In light of the extensive postnatal methylation changes that take place in different cell types throughout the body, it is tempting to suggest that similar alterations could take place as a result of exposure to environmental influences such as diet, physical activity, pharmacological intervention, disease, or trauma. If this were the case, our results suggest that this might occur through the induction of hormones and other signaling molecules that would then interact with cells, thus signaling a programmed process of changes that brings about a specific pattern of demethylation. Although the trigger for these events might be transient, the concomitant change in DNA methylation may alter expression patterns in a stable manner that can be “remembered” epigenetically even after the original “inducers” are no longer present in these cells11.


Animals and cells

C57Bl mice were used for all experiments. DKO mice were generated from Tet2F/Tet3F mice26,45. A total of 2 × 1011 genome copies of AAV8 carrying the gene for Cre under the hepatocyte-specific Tbg promoter (Penn vector) were injected into the superficial temporal vein of 1-day-old mice following anesthetization on ice. Three-week-old mice were anesthetized and injected in the jugular vein with 1012 genome copies of this same virus. Liver-specific insulin receptor knockout mice were generated in a similar manner using InsRF mice34. All animal experiments were performed in accordance with the guidelines of the Hebrew University Institutional Committee for the Use of Animals for Research.

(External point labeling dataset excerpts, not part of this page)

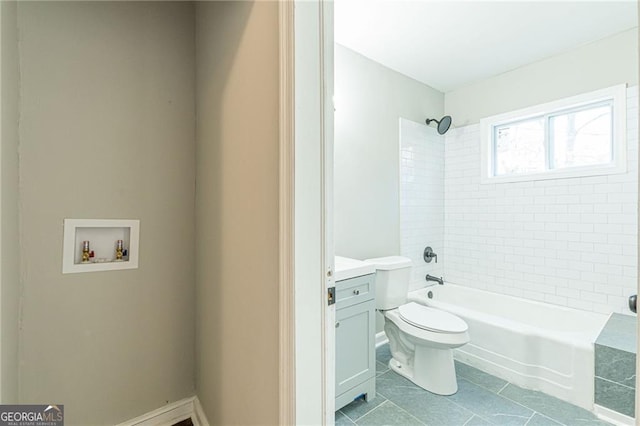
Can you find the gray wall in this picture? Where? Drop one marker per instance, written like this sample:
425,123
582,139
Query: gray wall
10,276
597,65
370,99
237,211
107,131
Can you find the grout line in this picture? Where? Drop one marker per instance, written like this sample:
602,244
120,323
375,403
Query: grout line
530,418
402,409
616,383
368,412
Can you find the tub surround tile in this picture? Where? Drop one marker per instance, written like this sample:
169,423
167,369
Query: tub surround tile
619,333
480,378
389,414
360,407
549,406
615,365
490,406
427,407
615,396
540,420
342,420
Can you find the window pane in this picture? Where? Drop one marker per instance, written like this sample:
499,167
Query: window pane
519,147
582,138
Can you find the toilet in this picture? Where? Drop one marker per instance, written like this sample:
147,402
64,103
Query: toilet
421,338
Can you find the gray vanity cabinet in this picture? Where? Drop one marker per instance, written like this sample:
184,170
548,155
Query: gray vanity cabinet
355,339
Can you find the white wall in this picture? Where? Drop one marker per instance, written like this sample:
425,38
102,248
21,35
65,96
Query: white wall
422,218
107,131
570,242
369,100
597,65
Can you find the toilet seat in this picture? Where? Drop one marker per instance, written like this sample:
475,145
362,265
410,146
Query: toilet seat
431,319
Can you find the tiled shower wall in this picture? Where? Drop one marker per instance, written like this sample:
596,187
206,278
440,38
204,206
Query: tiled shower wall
570,242
421,198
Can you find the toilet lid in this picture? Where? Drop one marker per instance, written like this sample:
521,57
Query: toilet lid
431,319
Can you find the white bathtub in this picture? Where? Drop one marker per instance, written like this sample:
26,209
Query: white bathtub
531,344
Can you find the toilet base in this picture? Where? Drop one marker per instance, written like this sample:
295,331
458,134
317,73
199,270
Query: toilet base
433,370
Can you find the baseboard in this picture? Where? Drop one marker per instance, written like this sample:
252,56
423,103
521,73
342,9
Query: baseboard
613,417
171,414
199,419
381,339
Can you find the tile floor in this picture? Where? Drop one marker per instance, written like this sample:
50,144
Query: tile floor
482,399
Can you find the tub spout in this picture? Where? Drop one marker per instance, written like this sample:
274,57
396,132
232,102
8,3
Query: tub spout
436,279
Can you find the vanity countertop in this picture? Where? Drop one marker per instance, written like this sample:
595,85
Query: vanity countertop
349,268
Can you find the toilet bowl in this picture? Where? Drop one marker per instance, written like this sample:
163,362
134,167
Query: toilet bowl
422,344
421,338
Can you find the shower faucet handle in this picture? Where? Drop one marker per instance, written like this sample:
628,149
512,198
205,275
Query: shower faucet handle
429,255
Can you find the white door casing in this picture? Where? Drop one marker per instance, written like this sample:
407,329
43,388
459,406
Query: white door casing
313,194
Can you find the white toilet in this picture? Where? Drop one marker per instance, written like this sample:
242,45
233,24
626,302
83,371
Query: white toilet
421,338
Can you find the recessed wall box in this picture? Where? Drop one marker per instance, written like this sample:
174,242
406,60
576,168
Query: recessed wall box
102,236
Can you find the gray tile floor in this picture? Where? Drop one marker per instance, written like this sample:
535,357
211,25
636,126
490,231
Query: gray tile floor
482,399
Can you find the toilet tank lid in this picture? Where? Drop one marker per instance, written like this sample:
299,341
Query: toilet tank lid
390,262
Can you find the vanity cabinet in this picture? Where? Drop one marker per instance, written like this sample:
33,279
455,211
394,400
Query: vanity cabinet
355,339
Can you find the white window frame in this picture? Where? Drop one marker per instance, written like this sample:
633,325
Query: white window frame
617,95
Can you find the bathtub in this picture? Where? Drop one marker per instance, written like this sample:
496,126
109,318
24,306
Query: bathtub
531,344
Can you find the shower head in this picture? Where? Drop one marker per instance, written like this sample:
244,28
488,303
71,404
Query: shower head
443,124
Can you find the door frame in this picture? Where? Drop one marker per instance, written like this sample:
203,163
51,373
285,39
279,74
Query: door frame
317,39
307,331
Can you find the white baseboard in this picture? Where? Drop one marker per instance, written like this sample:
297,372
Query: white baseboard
199,419
613,417
171,414
381,339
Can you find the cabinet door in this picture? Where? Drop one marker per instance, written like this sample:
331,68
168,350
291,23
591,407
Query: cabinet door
355,345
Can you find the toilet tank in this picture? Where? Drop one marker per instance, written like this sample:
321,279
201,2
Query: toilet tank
393,274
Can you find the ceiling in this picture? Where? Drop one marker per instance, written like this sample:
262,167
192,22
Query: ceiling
449,44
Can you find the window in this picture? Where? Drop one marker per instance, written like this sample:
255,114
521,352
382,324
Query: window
578,136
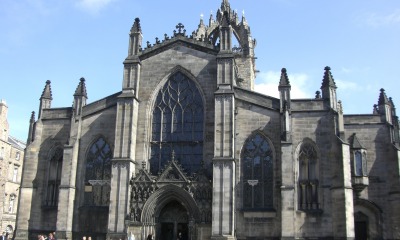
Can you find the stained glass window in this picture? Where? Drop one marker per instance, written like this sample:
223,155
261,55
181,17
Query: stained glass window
257,160
98,174
177,126
54,178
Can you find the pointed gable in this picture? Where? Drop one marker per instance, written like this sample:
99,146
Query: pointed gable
173,172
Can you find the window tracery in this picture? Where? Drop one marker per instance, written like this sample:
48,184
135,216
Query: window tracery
257,157
54,178
98,174
177,125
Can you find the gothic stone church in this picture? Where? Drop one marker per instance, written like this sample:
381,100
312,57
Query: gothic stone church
188,149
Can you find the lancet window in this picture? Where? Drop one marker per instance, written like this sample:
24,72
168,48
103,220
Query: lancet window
308,176
54,178
98,174
177,125
257,158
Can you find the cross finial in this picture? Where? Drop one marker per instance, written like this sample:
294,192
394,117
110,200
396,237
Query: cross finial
180,27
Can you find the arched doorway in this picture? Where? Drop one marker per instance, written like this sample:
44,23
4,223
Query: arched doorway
173,222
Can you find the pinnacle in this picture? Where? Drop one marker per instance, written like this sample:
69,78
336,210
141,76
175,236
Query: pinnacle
46,94
284,78
136,26
81,89
328,80
382,97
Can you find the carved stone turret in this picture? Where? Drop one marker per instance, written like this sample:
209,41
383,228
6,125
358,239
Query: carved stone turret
45,99
80,97
328,89
31,133
384,107
284,91
135,38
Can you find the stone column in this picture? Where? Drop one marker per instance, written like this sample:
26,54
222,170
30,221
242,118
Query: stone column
288,198
342,195
223,206
123,164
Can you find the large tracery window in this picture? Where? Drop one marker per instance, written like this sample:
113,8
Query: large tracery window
257,157
54,178
308,177
178,117
98,174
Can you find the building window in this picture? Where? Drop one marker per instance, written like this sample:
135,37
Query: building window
308,176
177,125
15,174
98,174
257,158
11,204
54,178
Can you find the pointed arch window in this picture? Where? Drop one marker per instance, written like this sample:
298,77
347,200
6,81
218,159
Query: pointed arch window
98,174
54,178
308,176
177,125
257,158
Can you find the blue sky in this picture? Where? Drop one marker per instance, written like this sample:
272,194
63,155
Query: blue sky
67,39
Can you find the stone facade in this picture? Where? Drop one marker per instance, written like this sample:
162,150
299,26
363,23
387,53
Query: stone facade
11,163
187,147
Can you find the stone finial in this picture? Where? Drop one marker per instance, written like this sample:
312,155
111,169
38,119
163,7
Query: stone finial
284,78
375,110
32,119
180,28
46,94
328,80
318,95
383,98
81,89
136,28
340,107
391,102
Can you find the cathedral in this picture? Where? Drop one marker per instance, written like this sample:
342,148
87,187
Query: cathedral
188,150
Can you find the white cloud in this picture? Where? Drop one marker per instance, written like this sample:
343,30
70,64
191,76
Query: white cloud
267,83
93,6
377,20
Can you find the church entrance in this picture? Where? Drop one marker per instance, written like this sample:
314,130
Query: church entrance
173,222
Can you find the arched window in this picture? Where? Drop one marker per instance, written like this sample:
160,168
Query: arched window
257,158
308,176
98,174
54,178
177,125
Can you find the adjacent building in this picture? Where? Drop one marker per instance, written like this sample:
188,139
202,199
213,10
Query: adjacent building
11,161
188,148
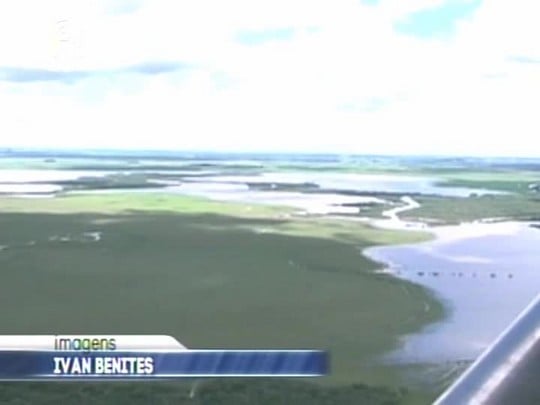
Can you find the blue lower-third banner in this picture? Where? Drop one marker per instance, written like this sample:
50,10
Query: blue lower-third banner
107,365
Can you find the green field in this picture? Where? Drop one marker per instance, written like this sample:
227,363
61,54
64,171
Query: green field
211,274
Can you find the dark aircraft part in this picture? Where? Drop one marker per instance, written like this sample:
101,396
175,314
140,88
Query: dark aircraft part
508,372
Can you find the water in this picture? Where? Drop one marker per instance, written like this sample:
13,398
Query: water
355,182
484,280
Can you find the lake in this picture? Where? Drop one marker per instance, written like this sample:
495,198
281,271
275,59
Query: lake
485,279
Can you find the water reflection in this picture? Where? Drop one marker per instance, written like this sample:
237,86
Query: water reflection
484,281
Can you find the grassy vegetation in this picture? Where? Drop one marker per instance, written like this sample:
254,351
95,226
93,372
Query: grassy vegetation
210,392
212,275
456,210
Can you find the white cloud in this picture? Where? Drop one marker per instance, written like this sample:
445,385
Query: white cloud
462,95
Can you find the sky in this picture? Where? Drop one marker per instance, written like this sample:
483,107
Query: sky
445,77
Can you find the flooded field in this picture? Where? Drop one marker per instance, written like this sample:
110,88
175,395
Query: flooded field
485,280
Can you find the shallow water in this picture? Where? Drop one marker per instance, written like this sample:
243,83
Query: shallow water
355,182
484,281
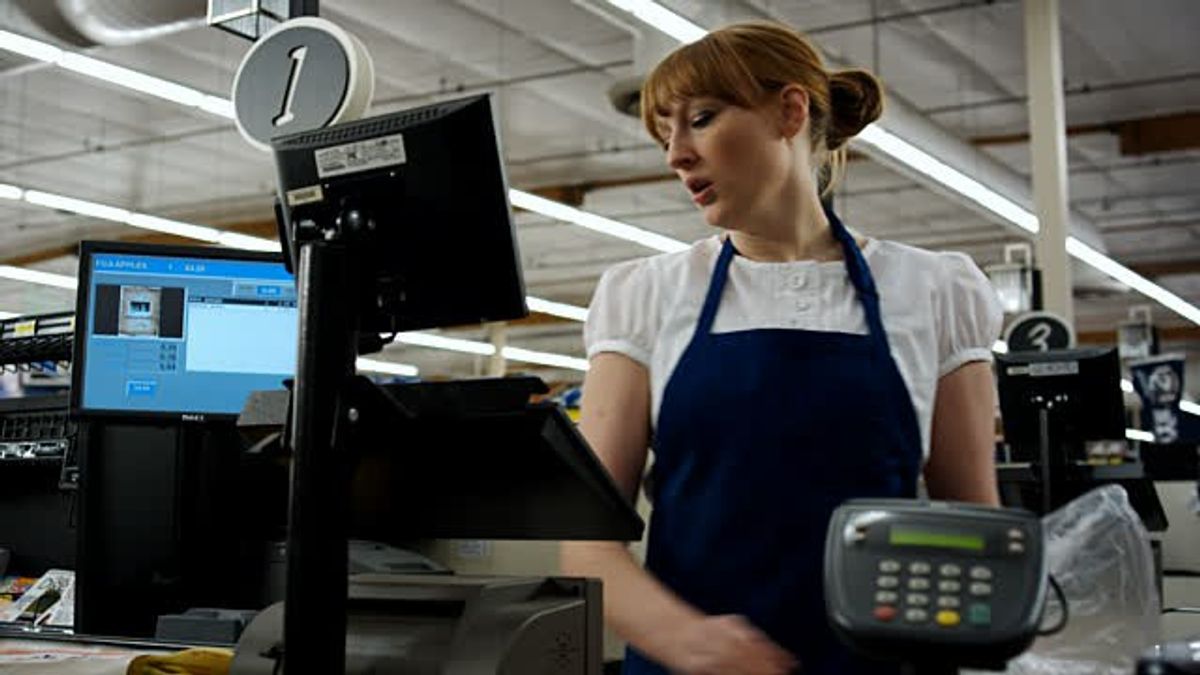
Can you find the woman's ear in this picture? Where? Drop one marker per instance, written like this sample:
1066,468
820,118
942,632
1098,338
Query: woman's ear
795,108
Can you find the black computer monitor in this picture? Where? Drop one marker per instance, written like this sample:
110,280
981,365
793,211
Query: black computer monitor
425,193
1080,389
179,332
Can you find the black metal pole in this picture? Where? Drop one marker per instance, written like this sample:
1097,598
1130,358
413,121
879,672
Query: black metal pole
1044,458
315,610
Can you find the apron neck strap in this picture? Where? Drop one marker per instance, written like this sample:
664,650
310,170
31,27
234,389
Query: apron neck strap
856,267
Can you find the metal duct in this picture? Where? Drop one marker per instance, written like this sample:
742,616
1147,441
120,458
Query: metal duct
88,23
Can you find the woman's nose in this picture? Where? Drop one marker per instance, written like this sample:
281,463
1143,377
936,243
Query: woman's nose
681,154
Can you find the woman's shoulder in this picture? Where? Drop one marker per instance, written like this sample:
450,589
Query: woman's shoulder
669,268
906,262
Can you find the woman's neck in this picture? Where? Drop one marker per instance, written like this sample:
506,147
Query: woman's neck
796,232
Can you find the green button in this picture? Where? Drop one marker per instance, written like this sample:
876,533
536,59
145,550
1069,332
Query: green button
979,614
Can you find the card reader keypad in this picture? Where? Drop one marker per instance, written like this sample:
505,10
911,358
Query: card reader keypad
922,592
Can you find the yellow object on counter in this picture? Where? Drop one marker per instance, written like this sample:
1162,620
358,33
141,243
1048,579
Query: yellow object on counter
202,661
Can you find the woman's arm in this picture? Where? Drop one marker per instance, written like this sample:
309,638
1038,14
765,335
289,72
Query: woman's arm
616,423
963,442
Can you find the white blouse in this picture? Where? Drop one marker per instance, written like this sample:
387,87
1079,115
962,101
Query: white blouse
939,310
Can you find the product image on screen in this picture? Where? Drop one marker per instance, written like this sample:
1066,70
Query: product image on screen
180,330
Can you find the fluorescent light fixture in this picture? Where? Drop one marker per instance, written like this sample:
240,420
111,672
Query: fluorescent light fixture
132,79
597,223
11,191
237,240
81,207
35,276
1139,435
387,368
661,18
1133,280
173,227
29,47
115,75
947,175
487,350
544,358
557,309
443,342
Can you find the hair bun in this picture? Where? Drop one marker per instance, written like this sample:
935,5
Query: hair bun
856,101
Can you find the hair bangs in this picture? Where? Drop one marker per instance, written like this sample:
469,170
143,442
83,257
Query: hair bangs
707,67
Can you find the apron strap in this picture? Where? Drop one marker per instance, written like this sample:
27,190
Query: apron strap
856,267
715,287
861,276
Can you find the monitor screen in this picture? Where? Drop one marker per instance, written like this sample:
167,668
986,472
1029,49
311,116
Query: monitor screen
421,197
173,330
1081,387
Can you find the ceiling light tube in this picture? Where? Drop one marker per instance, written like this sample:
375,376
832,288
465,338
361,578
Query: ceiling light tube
36,276
115,75
388,368
947,175
238,240
81,207
1133,280
173,227
661,18
557,210
29,47
557,309
131,79
544,358
443,342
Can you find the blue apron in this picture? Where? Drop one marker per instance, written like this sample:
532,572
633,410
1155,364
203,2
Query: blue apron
761,435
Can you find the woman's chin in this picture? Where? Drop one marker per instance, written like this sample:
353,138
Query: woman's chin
715,216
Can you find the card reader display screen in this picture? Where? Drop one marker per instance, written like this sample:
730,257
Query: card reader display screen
936,538
171,334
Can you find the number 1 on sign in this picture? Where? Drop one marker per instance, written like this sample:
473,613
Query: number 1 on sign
286,114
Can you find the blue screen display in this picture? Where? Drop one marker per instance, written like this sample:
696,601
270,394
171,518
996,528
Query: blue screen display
185,335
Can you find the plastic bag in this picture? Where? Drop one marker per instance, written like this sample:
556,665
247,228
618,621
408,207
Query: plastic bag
1098,551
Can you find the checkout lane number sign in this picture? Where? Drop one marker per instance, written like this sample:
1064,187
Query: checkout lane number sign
1039,332
304,75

Mice were anesthetized, sacrificed, and subjected to liver perfusion. Whole liver was then digested by collagenase (Roche) and hepatocytes removed and isolated by means of a percoll gradient46. Cells were then stained with a CD-45 antibody (Biotech) and FACS sorted according to size and to negative staining for CD-45. This yielded a population of relatively pure (>95%) hepatocytes. Unsorted liver cells from newborn mice were seeded and grown on collagenase-coated tissue culture plates containing hepatocyte medium supplemented with 5% fetal bovine serum, 1% hepatic growth supplement, 100 U/mL penicillin, and 100 µg/mL streptomycin (ScienCell) for 2–4 weeks.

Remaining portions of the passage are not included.